I coughed again. Same result. I wiped my chin on my shoulder, not having my hands available to me.

“I’m not going to forget what happened today,” I said. “Someone’s going to pay for this.”

“I have a better idea.” Boulez walked toward me, confidently enough given my restraints. He stood a few feet away, just outside the reach of my legs should I kick out at him.

“Confess to the double murder,” he said. “And what happened to your friend Winnie will be considered a suicide.”

Sure. None of the four of us had confessed at trial. Boulez wanted to be the hero who secured my confession, a piece of red meat he could toss to the carnivorous international media—and to the French voters, when the time came.

“And if I don’t?” I asked.

“Well, you’ve already committed two murders. A third? We cannot imprison you beyond your natural life, now, can we? But there are other ways to punish, Abbie.” He walked back toward the cell door. “I’ll give you forty-five days to think about it.”

“I think you mean thirty, Boulez.” A French law had been passed recently, limiting time in Le Mitard to thirty-day stretches. But everyone at JRF knew there were ways around that restriction.

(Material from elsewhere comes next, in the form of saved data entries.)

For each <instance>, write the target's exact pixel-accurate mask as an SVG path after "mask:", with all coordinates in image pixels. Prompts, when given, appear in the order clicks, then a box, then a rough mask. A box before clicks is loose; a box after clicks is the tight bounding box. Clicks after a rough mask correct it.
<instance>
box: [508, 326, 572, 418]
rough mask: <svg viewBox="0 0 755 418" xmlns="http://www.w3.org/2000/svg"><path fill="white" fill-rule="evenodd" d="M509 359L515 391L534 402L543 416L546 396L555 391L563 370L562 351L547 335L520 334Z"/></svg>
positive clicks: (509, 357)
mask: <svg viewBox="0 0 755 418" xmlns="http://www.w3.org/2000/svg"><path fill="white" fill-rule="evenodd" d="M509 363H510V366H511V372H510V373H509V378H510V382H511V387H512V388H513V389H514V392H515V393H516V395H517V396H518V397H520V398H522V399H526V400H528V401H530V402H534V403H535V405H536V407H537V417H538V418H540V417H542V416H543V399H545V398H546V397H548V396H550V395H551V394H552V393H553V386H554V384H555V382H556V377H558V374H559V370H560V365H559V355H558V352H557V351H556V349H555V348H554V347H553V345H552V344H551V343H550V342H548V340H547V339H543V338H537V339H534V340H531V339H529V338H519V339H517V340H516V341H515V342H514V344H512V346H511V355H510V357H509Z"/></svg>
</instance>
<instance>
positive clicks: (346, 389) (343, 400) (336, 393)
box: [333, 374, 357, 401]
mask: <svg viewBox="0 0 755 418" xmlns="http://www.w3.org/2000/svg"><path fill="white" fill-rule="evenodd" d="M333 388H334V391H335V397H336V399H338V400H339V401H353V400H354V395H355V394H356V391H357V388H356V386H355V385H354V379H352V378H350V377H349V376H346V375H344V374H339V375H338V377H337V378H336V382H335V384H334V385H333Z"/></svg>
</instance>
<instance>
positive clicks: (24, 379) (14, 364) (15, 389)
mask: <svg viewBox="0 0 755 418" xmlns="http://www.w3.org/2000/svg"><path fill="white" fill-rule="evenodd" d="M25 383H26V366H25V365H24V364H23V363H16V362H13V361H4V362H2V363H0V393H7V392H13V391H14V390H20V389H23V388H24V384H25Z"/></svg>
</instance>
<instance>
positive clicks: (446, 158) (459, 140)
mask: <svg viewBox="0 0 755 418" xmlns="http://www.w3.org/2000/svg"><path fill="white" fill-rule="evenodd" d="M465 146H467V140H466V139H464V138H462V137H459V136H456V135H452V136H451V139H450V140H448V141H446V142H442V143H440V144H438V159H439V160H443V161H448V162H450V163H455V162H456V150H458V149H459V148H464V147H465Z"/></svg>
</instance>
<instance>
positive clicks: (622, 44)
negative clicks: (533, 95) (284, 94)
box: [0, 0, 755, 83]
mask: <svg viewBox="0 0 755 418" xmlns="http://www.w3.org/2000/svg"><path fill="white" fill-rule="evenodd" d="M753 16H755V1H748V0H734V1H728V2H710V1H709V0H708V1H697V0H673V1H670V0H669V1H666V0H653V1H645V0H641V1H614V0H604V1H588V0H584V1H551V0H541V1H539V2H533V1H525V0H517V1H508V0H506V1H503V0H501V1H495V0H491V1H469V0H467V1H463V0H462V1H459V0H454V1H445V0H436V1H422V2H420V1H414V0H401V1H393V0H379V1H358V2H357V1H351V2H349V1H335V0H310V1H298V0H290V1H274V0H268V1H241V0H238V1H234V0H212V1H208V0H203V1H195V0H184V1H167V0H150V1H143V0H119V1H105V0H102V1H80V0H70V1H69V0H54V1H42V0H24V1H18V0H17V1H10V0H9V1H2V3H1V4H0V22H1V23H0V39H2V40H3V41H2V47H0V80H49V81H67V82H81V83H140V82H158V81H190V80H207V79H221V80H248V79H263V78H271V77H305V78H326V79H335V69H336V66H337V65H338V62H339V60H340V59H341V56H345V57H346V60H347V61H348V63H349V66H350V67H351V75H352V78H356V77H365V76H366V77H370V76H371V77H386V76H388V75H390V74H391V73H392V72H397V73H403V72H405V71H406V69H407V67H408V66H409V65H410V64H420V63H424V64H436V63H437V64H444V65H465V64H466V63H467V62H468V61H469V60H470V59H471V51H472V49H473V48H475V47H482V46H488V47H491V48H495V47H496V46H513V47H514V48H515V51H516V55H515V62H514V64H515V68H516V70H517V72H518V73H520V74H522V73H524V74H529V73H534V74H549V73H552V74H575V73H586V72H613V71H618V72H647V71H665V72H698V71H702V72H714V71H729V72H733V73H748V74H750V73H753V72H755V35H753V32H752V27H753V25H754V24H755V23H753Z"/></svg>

“Did I say forty-five? Ah, well.” The corners of his mouth curled up. He rapped on the door with his knuckles. It popped open with a buzz.

“Boulez,” I said. “You won’t win. One day I’m going to walk out of this place.”

His eyes narrowed. Then his smile broadened. “Madame, you are the most famous criminal in the history of France. You’ll never walk out of here.”

With that, Boulez disappeared. The lighting, controlled from outside the cell, went out, plunging me into darkness. For thirty days. Or maybe forty-five.

Or maybe for the rest of my life.

All because of two nights in Monte Carlo.